The Science of Optimized Logistics Written by Tetsumasa Suga /// No.1
In this book, The Science of Optimized Logistics, the current owner and president of Japan Trust Co., Ltd, a shipping company without ships (NVOCC), based upon his 22 years of experiences in the field of logistics, takes up all kinds of issues raised by many business entities, thoroughly elaborating on the real information of the shipping industry that cannot be usually obtained from the mass media.
The author conveys his message about what the optimized logistics is by sharing his actual trade instances and thereby clarifying the past, present and future of the international logistics and shipping industry. Touching upon the reality and current issues of the shipping industry, the author sheds light on the ideal way it should pursue for its prosperous future.
In July 2017, Nihon Yusen, Shosen Mitsui and Kwasaki Kisen integrated their container ship businesses and established Ocean Network Express Holdings. As a result of this integration, the shipping company that has the regular international navigation routes has become just one in Japan. Such an ultimate integration trend in the maritime transport is seen not only in Japan but on an international scale. Alliances are thus being established worldwide through the merging of major shipping companies.
What is behind the notable reorganization of the world shipping industry is the fact that it has been exposed to the wild waves of recession. One of the causes of this setback is the increase of the vessel volume effected by the enlargement of container ships. The shipping industry is in the midst of the vicious circle that originated from an over-supply of vessel volume in the process of the pursuit of cost cut-down through the increase of transport efficiency. The consequent transport fare decrease has been suppressing the management of shipping companies, which is a conspicuous negative spiral phenomenon in the shipping industry. Excessive free competitions brought about deficit to all shipping companies, causing the number of shipping companies to be reduced 50% in recent several years through merging or bankruptcy.
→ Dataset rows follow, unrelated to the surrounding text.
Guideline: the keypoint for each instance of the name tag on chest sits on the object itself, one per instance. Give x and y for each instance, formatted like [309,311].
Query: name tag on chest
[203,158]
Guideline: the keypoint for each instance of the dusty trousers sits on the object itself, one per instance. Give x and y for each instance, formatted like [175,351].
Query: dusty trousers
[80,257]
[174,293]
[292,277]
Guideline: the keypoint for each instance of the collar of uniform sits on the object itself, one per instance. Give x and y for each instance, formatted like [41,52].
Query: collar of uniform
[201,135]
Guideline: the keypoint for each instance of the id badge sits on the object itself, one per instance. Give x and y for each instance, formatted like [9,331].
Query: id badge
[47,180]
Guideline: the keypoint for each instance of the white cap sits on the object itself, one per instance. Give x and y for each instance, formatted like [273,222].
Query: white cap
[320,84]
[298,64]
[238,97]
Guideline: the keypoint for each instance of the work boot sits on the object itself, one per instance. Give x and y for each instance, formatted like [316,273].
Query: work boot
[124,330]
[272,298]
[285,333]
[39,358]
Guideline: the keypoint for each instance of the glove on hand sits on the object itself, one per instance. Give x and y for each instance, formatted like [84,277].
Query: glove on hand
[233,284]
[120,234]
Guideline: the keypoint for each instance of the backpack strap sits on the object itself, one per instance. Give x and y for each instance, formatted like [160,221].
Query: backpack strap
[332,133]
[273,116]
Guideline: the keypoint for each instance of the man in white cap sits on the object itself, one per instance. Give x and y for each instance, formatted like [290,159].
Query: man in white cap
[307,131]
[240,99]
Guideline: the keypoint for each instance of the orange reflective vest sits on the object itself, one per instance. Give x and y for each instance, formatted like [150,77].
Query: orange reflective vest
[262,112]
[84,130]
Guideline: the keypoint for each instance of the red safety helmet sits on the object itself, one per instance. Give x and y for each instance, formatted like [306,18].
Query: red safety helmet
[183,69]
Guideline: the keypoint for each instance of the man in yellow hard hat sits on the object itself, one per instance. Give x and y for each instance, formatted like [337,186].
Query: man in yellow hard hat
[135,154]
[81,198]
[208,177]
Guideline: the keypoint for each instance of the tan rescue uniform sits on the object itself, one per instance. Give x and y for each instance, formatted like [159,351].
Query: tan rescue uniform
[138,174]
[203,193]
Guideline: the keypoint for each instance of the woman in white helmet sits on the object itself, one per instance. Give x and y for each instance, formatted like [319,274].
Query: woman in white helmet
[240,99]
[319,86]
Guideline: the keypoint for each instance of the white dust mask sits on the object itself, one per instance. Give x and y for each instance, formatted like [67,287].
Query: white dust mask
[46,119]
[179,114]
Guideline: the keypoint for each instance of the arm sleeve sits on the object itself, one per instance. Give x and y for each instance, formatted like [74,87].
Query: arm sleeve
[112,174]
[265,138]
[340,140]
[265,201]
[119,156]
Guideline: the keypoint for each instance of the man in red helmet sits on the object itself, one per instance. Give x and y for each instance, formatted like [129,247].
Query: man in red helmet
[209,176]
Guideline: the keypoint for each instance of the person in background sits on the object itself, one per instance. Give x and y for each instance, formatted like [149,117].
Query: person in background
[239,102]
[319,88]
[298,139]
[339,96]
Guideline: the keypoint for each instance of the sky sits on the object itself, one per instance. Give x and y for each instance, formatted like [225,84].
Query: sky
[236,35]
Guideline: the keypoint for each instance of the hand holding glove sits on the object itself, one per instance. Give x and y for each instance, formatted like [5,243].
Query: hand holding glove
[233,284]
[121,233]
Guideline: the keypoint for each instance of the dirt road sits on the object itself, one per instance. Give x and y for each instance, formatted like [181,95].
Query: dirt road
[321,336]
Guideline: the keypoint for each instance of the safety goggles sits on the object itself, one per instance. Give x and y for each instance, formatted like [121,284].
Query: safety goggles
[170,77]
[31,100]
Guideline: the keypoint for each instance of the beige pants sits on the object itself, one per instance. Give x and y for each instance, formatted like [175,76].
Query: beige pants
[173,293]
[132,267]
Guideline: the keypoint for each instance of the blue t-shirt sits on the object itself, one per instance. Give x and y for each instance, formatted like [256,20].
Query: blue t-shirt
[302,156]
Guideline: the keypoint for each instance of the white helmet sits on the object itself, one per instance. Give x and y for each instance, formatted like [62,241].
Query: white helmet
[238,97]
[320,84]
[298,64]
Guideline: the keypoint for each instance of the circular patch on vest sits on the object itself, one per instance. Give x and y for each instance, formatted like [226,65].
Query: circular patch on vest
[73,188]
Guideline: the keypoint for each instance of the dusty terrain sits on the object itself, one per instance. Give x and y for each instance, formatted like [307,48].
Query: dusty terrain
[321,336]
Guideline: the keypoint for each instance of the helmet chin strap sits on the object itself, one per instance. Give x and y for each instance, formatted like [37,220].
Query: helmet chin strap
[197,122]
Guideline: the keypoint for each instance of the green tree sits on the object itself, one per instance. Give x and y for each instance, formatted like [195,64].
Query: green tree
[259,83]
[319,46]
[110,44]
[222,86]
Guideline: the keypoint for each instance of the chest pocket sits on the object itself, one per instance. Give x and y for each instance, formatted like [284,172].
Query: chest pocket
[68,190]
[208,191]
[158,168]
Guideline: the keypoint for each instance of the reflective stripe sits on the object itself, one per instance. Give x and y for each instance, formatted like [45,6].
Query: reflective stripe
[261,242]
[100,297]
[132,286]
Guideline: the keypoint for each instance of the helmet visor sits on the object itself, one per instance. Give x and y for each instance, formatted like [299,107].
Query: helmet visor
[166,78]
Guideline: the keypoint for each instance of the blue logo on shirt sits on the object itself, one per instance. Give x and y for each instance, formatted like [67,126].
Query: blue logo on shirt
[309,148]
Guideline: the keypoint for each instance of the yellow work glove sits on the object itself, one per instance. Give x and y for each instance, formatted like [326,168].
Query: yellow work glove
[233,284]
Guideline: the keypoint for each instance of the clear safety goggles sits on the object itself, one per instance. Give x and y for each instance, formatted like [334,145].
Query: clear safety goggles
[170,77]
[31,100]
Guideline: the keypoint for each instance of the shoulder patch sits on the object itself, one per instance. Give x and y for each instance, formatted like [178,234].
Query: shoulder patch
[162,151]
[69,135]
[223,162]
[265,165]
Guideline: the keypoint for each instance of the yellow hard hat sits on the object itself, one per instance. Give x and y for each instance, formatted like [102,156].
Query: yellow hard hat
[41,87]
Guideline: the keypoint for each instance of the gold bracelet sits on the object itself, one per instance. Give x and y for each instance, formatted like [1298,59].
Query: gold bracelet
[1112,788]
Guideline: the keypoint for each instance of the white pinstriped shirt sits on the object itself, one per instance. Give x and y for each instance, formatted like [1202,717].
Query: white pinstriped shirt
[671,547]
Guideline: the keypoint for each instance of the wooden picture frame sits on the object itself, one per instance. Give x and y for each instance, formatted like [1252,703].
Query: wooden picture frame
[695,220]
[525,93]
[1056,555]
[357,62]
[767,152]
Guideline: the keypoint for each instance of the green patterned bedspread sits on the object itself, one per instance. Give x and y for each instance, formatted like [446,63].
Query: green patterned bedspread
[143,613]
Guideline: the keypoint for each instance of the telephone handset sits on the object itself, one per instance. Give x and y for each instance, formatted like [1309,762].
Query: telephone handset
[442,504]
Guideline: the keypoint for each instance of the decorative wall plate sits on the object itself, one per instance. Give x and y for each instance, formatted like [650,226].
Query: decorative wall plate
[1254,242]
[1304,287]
This is very unhealthy. Shippers are not seeking the kind of cheap fares that will result in ship companies’ deficit.
Shippers often speak out their honest feelings, “We’d rather see ship companies continue to offer us secure service with greater opportunities for us since we won’t mind higher fares.” The fact is that the shipping fares have come down to the point where shippers are also worried about ship companies’ welfare.